I'm terrible at these proofs so I would appreciate it if someone could verify (or correct) my solution.

Proof: Clearly b is an upper bound since \forall{x} \in (a,b) we have the strict inequality a < x < b. Now, suppose that b is not the least upper bound. Letting c = \mathrm{sup}{(a,b)} there must be some real \varepsilon > 0 such that b - \varepsilon = c. However, since \varepsilon > 0 this implies that \frac{\varepsilon}{2} > 0 and similarly that b > b - \frac{\varepsilon}{2} > b - \varepsilon = c which contradicts the fact that c = \mathrm{sup}{(a,b)}. This completes the proof.

I know that my proof is definitely wordy, but is it correct? Thanks for any suggestions!

 

[LeonhardEuler]

Homework Statement

Consider the open interval (a,b). Prove that \mathrm{sup}{(a,b)} = b.

Homework Equations

N/A

The Attempt at a Solution

I'm terrible at these proofs so I would appreciate it if someone could verify (or correct) my solution.

Proof: Clearly b is an upper bound since \forall{x} \in (a,b) we have the strict inequality a < x < b.

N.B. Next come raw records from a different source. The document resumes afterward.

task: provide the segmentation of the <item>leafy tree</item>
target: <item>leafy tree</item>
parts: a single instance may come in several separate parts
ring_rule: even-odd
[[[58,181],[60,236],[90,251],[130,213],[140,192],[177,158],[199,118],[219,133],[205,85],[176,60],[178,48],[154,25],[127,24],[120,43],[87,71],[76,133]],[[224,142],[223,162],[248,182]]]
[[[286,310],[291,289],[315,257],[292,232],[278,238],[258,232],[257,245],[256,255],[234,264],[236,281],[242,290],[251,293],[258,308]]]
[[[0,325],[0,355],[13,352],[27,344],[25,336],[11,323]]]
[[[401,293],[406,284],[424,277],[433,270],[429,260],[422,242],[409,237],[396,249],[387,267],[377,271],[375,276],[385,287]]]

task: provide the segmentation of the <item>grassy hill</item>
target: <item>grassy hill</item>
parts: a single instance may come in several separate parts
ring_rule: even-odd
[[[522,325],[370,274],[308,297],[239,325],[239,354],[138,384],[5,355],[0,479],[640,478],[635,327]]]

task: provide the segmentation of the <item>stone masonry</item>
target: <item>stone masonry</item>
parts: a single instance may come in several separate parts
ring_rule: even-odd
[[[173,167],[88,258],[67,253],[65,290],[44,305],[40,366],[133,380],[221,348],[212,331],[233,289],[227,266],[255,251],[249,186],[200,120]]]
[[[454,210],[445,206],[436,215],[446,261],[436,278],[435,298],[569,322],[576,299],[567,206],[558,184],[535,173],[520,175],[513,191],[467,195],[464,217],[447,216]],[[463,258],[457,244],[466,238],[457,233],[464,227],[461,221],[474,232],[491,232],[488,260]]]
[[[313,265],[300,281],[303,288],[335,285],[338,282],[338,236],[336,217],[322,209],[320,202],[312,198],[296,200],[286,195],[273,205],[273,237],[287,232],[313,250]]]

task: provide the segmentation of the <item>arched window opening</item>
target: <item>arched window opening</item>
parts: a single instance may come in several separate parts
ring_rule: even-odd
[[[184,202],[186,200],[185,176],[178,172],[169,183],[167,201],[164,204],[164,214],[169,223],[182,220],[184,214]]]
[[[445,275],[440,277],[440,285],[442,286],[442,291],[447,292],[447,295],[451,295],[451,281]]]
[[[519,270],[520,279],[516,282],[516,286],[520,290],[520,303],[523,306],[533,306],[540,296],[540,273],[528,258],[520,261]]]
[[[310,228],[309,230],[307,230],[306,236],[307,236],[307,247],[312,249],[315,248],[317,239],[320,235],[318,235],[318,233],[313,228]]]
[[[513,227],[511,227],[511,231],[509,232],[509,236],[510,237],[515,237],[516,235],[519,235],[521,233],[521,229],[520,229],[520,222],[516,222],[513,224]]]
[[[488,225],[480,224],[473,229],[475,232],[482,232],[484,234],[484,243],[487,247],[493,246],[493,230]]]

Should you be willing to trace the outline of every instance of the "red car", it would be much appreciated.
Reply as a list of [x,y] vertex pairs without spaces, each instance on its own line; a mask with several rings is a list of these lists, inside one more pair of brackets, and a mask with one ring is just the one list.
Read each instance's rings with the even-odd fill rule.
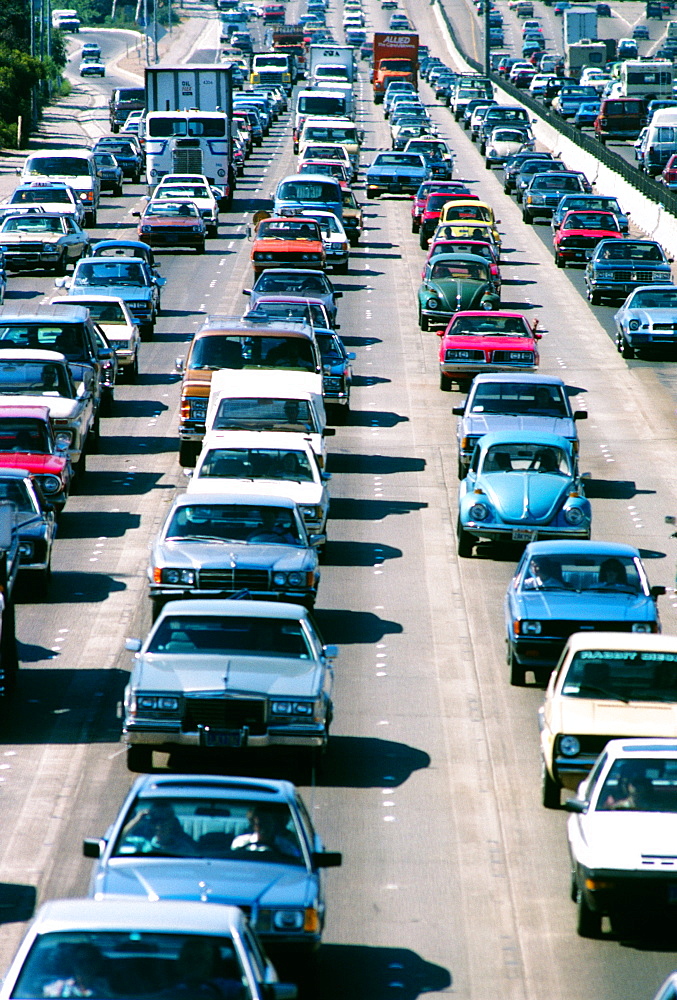
[[0,406],[0,469],[26,469],[45,500],[63,510],[73,479],[68,450],[54,438],[47,406]]
[[440,389],[451,383],[467,390],[479,372],[535,372],[540,361],[536,332],[521,313],[457,312],[440,330]]
[[677,188],[677,153],[673,153],[665,164],[661,180],[666,187]]
[[552,238],[555,264],[558,267],[566,267],[573,261],[585,264],[600,240],[613,239],[622,240],[623,233],[612,212],[572,209],[564,216]]
[[425,200],[421,221],[419,223],[419,243],[422,250],[428,249],[428,243],[437,229],[442,215],[442,209],[450,201],[479,201],[479,195],[459,194],[457,191],[433,191]]
[[433,239],[428,247],[428,256],[425,259],[421,280],[425,278],[425,265],[431,257],[438,253],[472,253],[478,257],[484,257],[489,261],[489,270],[494,279],[494,287],[497,292],[501,290],[501,269],[498,264],[498,247],[495,243],[485,243],[481,240],[447,240]]
[[449,191],[450,194],[460,194],[463,195],[464,198],[467,198],[470,195],[470,190],[465,186],[463,181],[423,181],[420,188],[414,195],[414,200],[411,206],[412,233],[417,233],[419,231],[423,207],[426,203],[428,195],[432,194],[433,191]]

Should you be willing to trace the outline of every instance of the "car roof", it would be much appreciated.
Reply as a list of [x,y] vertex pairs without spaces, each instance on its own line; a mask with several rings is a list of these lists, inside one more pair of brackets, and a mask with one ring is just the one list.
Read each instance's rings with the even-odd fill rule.
[[478,385],[481,382],[514,382],[520,384],[530,382],[533,385],[561,385],[564,388],[564,382],[557,375],[533,375],[527,372],[524,375],[510,372],[482,372],[480,375],[475,376],[473,385]]
[[[277,273],[277,268],[275,269]],[[257,319],[248,313],[246,316],[207,316],[195,336],[209,333],[242,333],[243,336],[256,336],[257,333],[274,336],[284,334],[286,337],[299,337],[312,340],[313,331],[303,320]]]
[[[233,448],[245,451],[248,448],[270,448],[273,451],[305,451],[309,453],[308,434],[296,431],[241,431],[211,430],[205,434],[202,450],[208,448]],[[194,480],[195,481],[195,480]]]
[[[624,634],[627,635],[627,632]],[[677,652],[677,641],[674,649]],[[656,757],[664,760],[665,758],[677,758],[677,740],[667,737],[665,739],[637,737],[636,739],[609,740],[604,750],[607,756],[612,758],[632,758],[636,754],[641,754],[642,757]]]
[[[487,266],[487,258],[480,257],[476,253],[436,253],[434,257],[430,258],[428,263],[444,264],[448,262],[450,264],[459,264],[463,261],[467,261],[469,264],[483,264],[485,267]],[[486,312],[483,312],[483,315],[486,316]]]
[[[239,433],[239,432],[238,432]],[[279,437],[279,435],[278,435]],[[301,604],[283,601],[233,601],[195,600],[170,601],[160,612],[157,623],[171,615],[207,615],[210,618],[286,618],[298,621],[308,618],[308,612]],[[157,627],[157,624],[156,624]],[[205,907],[210,909],[210,907]]]
[[62,361],[65,364],[66,358],[59,351],[44,351],[38,347],[7,347],[0,348],[0,361]]
[[574,652],[592,647],[677,653],[677,636],[654,632],[574,632],[569,636],[568,647]]
[[[209,602],[205,602],[209,603]],[[219,602],[225,603],[225,602]],[[73,930],[160,931],[171,934],[230,934],[242,928],[237,906],[176,899],[57,899],[40,907],[33,928],[40,934]]]
[[[525,552],[530,555],[600,555],[626,556],[628,559],[639,558],[639,549],[622,542],[600,542],[596,539],[552,539],[543,542],[529,542]],[[640,634],[640,633],[638,633]],[[608,635],[604,633],[605,637]],[[633,642],[637,638],[633,635]]]
[[84,323],[89,313],[82,306],[69,306],[66,308],[52,305],[40,306],[40,312],[35,311],[34,305],[23,306],[12,303],[12,305],[0,307],[0,320],[4,324],[19,325],[21,323],[49,323],[58,319],[61,323]]
[[[2,473],[3,470],[0,469],[0,477]],[[290,497],[274,496],[267,493],[233,493],[231,495],[226,489],[218,495],[214,493],[182,493],[174,499],[173,507],[195,507],[199,504],[208,504],[210,507],[216,504],[237,504],[243,507],[288,507],[290,510],[296,507],[296,501]]]
[[42,420],[47,423],[49,421],[49,407],[23,406],[21,404],[16,406],[6,406],[3,404],[0,406],[0,420],[9,417],[31,417],[33,420]]
[[491,431],[483,434],[480,438],[483,449],[490,448],[494,444],[535,444],[549,446],[553,448],[564,448],[570,451],[572,442],[559,434],[551,434],[550,431]]
[[[214,498],[210,498],[214,502]],[[291,802],[295,799],[291,781],[273,778],[243,778],[220,774],[146,774],[138,778],[131,793],[140,796],[188,797],[209,795],[250,799],[260,797],[269,802]]]

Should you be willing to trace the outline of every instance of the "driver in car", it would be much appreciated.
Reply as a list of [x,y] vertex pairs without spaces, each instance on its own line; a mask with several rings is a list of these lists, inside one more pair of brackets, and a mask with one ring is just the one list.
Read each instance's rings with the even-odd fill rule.
[[233,839],[232,851],[275,851],[290,858],[300,858],[301,849],[296,838],[285,827],[281,816],[255,806],[249,812],[250,833]]

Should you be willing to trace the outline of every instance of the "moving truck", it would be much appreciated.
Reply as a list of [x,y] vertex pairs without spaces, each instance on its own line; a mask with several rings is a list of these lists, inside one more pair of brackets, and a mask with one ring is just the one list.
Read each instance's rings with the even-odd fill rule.
[[[308,77],[316,75],[318,66],[337,66],[345,70],[344,79],[355,82],[355,60],[352,45],[311,45],[308,54]],[[318,80],[318,83],[321,83]]]
[[377,31],[374,34],[372,69],[374,104],[381,104],[391,80],[418,85],[418,35],[408,31]]

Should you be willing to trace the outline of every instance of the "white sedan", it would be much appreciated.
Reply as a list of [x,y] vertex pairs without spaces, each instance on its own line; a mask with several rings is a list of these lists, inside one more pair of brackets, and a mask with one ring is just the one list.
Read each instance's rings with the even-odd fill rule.
[[205,221],[208,236],[219,234],[219,206],[209,184],[188,181],[173,181],[159,184],[151,201],[177,200],[192,201]]
[[127,303],[115,295],[69,295],[53,298],[52,305],[84,306],[92,321],[101,327],[106,340],[115,351],[118,373],[130,382],[139,376],[141,335]]
[[[674,659],[657,663],[657,671],[674,676]],[[677,740],[611,740],[564,808],[572,814],[567,824],[571,895],[581,937],[599,937],[605,916],[614,932],[627,930],[628,918],[642,913],[665,914],[672,923],[677,911]]]

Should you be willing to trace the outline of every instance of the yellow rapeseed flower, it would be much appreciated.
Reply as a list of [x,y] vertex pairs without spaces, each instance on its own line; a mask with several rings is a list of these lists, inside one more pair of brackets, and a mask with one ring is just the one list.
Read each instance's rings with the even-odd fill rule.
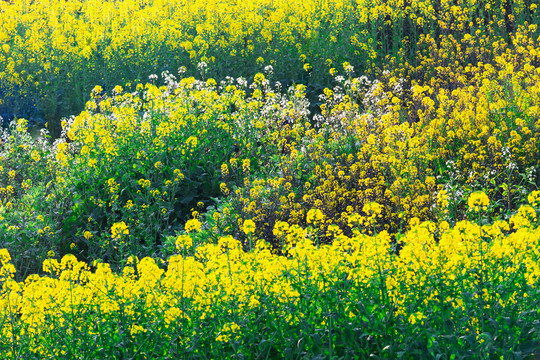
[[123,221],[114,223],[111,227],[111,237],[113,239],[120,239],[124,235],[129,235],[129,229],[126,223]]
[[201,231],[201,222],[197,219],[191,219],[186,221],[186,224],[184,225],[184,229],[189,234],[192,231]]
[[244,221],[244,226],[242,226],[242,231],[246,235],[253,234],[255,232],[255,229],[256,229],[256,225],[255,225],[255,222],[253,222],[253,220],[248,219]]
[[176,249],[182,251],[193,246],[193,240],[189,235],[178,235],[175,242]]
[[478,212],[480,209],[487,210],[489,198],[483,192],[473,192],[467,201],[470,211]]

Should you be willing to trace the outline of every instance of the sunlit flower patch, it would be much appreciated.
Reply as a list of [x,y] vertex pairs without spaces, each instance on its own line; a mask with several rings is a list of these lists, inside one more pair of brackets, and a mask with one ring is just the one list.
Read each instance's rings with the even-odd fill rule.
[[[506,235],[508,225],[500,223],[464,221],[446,230],[420,223],[400,239],[399,253],[386,232],[338,235],[317,247],[312,228],[280,229],[292,236],[303,232],[283,255],[272,254],[264,241],[244,252],[232,237],[192,248],[185,235],[190,241],[178,237],[180,254],[165,268],[151,258],[130,258],[114,273],[105,263],[53,256],[43,263],[45,276],[25,282],[13,280],[10,254],[3,250],[2,354],[12,356],[17,346],[25,356],[98,356],[115,353],[115,343],[122,342],[125,354],[149,356],[151,348],[140,343],[152,341],[169,354],[236,348],[251,357],[297,344],[295,329],[301,328],[304,336],[324,332],[321,344],[295,350],[312,354],[367,356],[396,342],[400,346],[391,353],[397,354],[403,346],[450,339],[444,346],[459,343],[504,356],[508,348],[488,340],[493,331],[515,344],[540,335],[537,227]],[[511,327],[504,326],[508,321]],[[358,327],[374,338],[357,334],[334,343],[333,336]],[[464,337],[474,341],[460,343]],[[100,347],[88,347],[90,339]],[[260,348],[254,341],[268,343]]]
[[539,355],[537,5],[0,14],[3,358]]

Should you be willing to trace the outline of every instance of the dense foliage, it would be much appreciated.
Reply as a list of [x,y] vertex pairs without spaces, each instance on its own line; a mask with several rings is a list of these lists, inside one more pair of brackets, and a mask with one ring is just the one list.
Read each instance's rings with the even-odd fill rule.
[[[0,254],[4,358],[524,358],[538,346],[538,223],[415,226],[397,255],[386,232],[284,230],[287,253],[232,237],[179,236],[163,270],[121,273],[73,255],[46,277],[10,278]],[[248,231],[249,233],[249,231]],[[440,233],[435,241],[434,234]],[[225,355],[224,354],[228,354]]]
[[540,346],[536,4],[0,14],[3,357]]
[[0,14],[0,116],[48,122],[55,137],[98,84],[110,91],[180,66],[193,75],[199,62],[217,80],[249,78],[264,63],[316,101],[328,59],[370,76],[406,63],[414,77],[453,78],[419,57],[431,42],[450,50],[440,66],[465,67],[540,22],[531,0],[14,0]]

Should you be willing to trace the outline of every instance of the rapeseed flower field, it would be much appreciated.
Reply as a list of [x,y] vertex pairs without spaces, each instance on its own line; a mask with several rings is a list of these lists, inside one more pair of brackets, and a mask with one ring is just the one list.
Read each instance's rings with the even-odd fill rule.
[[540,356],[537,8],[0,2],[0,355]]

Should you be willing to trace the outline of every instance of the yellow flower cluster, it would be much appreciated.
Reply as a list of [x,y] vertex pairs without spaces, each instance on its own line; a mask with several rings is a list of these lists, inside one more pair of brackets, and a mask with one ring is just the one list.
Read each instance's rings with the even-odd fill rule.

Now, suppose that b is not the least upper bound. Letting c = \mathrm{sup}{(a,b)} there must be some real \varepsilon > 0 such that b - \varepsilon = c. However, since \varepsilon > 0 this implies that \frac{\varepsilon}{2} > 0 and similarly that b > b - \frac{\varepsilon}{2} > b - \varepsilon = c which contradicts the fact that c = \mathrm{sup}{(a,b)}. This completes the proof.

I know that my proof is definitely wordy, but is it correct? Thanks for any suggestions!

You may have the basics of a proof there, but it is definitely unclear. Why dose b > b - \frac{\varepsilon}{2} > b - \varepsilon = c contradict the assumption that c is the supremum? If you clear that up, then the proof should be fine. Remember, there are 2 properties c should satisfy to be the supremum: It should be an upper bound, and every other upper bound should be greater than it. Which, if any, of these properties have you shown c not to satisfy?

 

[JG89]

The proof seems fine to me.

 

[snipez90]

Yeah it looks clear to me. I mean the OP demonstrates that b - e/2 is in the open interval and (a,b) is greater than the supposed sup (a,b), so there's really not much else to say...

 

[LeonhardEuler]

Yeah it looks clear to me. I mean the OP demonstrates that b - e/2 is in the open interval and (a,b) is greater than the supposed sup (a,b), so there's really not much else to say...

But he doesn't. He doesn't explicitly say it and he doesn't restrict e to eliminate the possibility that b-e/2 < a so that it is not in the interval.

 

[JG89]

But he doesn't. He doesn't explicitly say it and he doesn't restrict e to eliminate the possibility that b-e/2 < a so that it is not in the interval.

He did say it. He said "which contradicts the fact that c = sup{(a,b)} . This completes the proof. ".

Also, it's pretty obvious that b - e is not less than a (because it's the LUB for the set), and so b - e/2 cannot be less than a.

I see what you mean, but in my opinion, being that wordy would just make the proof longer than it has to be, without really contributing anything.